Dressed weight is the weight of an animal’s carcass after slaughter once the head, hide, feet, blood, and internal organs have been removed. It’s always less than the animal’s live weight, and it’s the standard measurement used across the meat industry to price and grade carcasses. For beef cattle, dressed weight typically runs 60-64% of live weight, meaning a 1,200-pound steer produces a carcass weighing roughly 720 to 770 pounds.
What Gets Removed During Dressing
When an animal is slaughtered, a significant portion of its body weight never becomes meat. The parts removed include visceral organs (heart, lungs, liver, kidneys), the entire digestive tract and its contents, the hide or skin, the head, feet, and blood. In the cattle industry, this collection of removed parts is sometimes called the “fifth quarter.” How much these parts weigh relative to the whole animal varies by species, breed, and how recently the animal ate before slaughter.
Dressing Percentage by Species
The ratio of carcass weight to live weight is called the dressing percentage, calculated as: (carcass weight ÷ live weight) × 100. This number varies considerably depending on the animal.
- Pork: 70-75%, the highest among common livestock because the skin and feet stay on the carcass rather than being removed.
- Beef: 60-64%, falling in the middle range for large livestock.
- Lamb: 54-59%, the lowest of the three, largely because sheep carry proportionally heavy hides and have less muscling on their frames.
- Chicken (commercial broiler): 72-75%, comparable to pork.
- Turkey: Around 80.5% for both young hens and toms, one of the highest dressing percentages of any commonly raised meat animal.
- Duck (Pekin): 65-70%, lower than chicken due to heavier feathering and body fat distribution.
What Affects Dressing Percentage
Two animals of the same species and similar live weight can produce noticeably different carcass weights. Research published in the Journal of Animal Science identifies several factors that drive this variation: diet, age, sex, body composition, and gut fill at the time of slaughter.
Gut fill is one of the biggest short-term variables. An animal that ate and drank heavily right before slaughter will weigh more on the scale but won’t produce a heavier carcass, dragging the dressing percentage down. This is why processors often manage feeding schedules and transport conditions before slaughter to standardize results.
Body composition matters too. Animals with better muscling and conformation tend to dress out at higher percentages. Heavier carcasses generally correlate with better dressing percentages, while animals carrying a lot of gut fat or having large digestive tracts relative to their frame will yield less.
Dressed Weight vs. Hanging Weight vs. Packaged Weight
These terms often get used interchangeably, but they describe different stages in the journey from live animal to your freezer. Dressed weight and hanging weight mean essentially the same thing: the carcass weight after the animal has been gutted and the head, hide, tail, and feet are gone. “Hot carcass weight” refers to this measurement taken before the carcass is chilled. Once cooled, it’s sometimes called chilled carcass weight, which runs about 2% lighter due to moisture loss.
Packaged weight is what you actually take home.

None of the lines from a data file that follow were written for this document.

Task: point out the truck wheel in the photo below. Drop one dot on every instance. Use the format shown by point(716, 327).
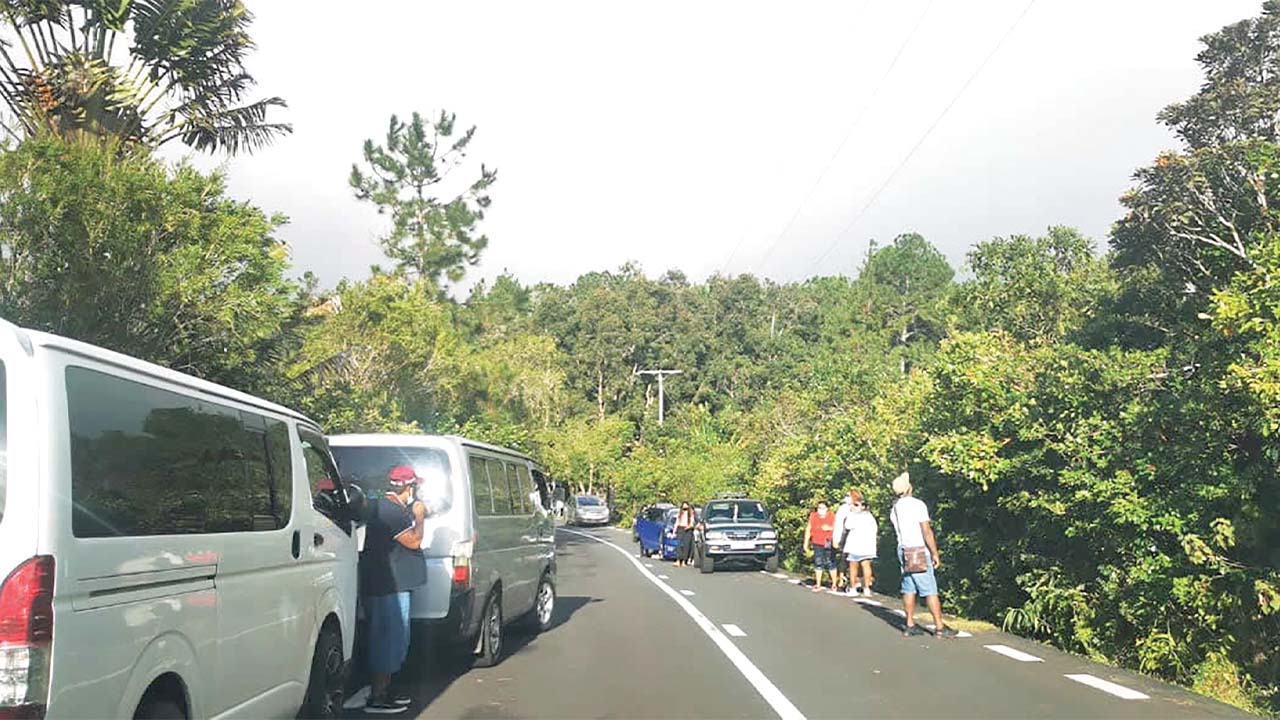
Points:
point(327, 684)
point(490, 633)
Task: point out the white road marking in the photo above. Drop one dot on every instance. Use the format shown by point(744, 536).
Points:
point(1011, 652)
point(768, 691)
point(1098, 683)
point(357, 700)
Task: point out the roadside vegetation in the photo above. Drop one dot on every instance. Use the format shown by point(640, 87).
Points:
point(1093, 422)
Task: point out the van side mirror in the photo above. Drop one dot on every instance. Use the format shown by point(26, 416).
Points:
point(356, 502)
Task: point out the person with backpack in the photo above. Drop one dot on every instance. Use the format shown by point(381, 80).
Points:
point(918, 552)
point(392, 564)
point(859, 531)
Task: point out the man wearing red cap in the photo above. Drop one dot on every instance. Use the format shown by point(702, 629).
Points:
point(391, 565)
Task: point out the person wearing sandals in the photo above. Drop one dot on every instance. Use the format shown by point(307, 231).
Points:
point(918, 552)
point(859, 531)
point(819, 536)
point(685, 522)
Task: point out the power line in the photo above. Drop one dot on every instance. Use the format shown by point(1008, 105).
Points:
point(923, 137)
point(849, 133)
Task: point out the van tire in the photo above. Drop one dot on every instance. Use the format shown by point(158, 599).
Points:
point(159, 709)
point(327, 684)
point(490, 632)
point(539, 618)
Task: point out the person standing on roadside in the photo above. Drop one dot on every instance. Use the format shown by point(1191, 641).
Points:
point(819, 536)
point(391, 565)
point(859, 546)
point(918, 552)
point(685, 522)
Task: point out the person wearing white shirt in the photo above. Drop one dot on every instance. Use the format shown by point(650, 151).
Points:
point(910, 518)
point(859, 529)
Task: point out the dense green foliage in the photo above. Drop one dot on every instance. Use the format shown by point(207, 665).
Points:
point(1095, 433)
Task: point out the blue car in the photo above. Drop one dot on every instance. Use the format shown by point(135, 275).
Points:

After a carcass hangs and ages (typically losing 5-7% of its weight from moisture evaporation), it’s then broken down into retail cuts. Bones, excess fat, and unusable trim are removed during this step. The general rule for beef: packaged weight ends up around 50-60% of hanging weight. So a steer with a 425-pound hanging weight might yield roughly 250 to 320 pounds of packaged beef, depending on how many bone-in versus boneless cuts you request.
Why It Matters When Buying Meat
If you’re purchasing a whole, half, or quarter animal directly from a farm or custom butcher, you’ll almost always be quoted a price per pound of hanging weight. This is the number the butcher uses to calculate your processing bill, which can range from $0.65 to over $1.00 per pound of hanging weight before additional fees for custom cutting, wrapping, and any specialty processing.
The key thing to understand is that you won’t take home as many pounds as you’re paying for at that per-pound rate. If you buy a half beef with a 350-pound hanging weight at $0.75 per pound, you’re paying $262.50 for processing, but you’ll likely bring home 175 to 210 pounds of actual packaged meat. Your true cost per pound of meat in the freezer is higher than the quoted hanging weight price. Factoring in the purchase price of the animal itself, the total per-pound cost of finished beef typically still comes in below retail grocery prices, which is why buying in bulk this way remains popular.
Custom meat, intended for your personal consumption rather than resale, is generally cheaper to process than USDA-inspected meat. If you plan to sell any portion, you’ll need inspected processing, which costs more and may have longer wait times at the butcher.
How Yield Grade Relates to Dressed Weight
For beef, the USDA uses hot carcass weight as one factor in determining yield grade, which estimates how much usable retail meat a carcass will produce. As carcass weight increases, the percentage of retail cuts tends to decrease slightly. A change of 100 pounds in hot carcass weight shifts the yield grade by roughly 0.4 of a grade. Yield grades range from 1 (leanest, highest percentage of retail cuts) to 5, and they directly influence the carcass’s market value to packers and retailers.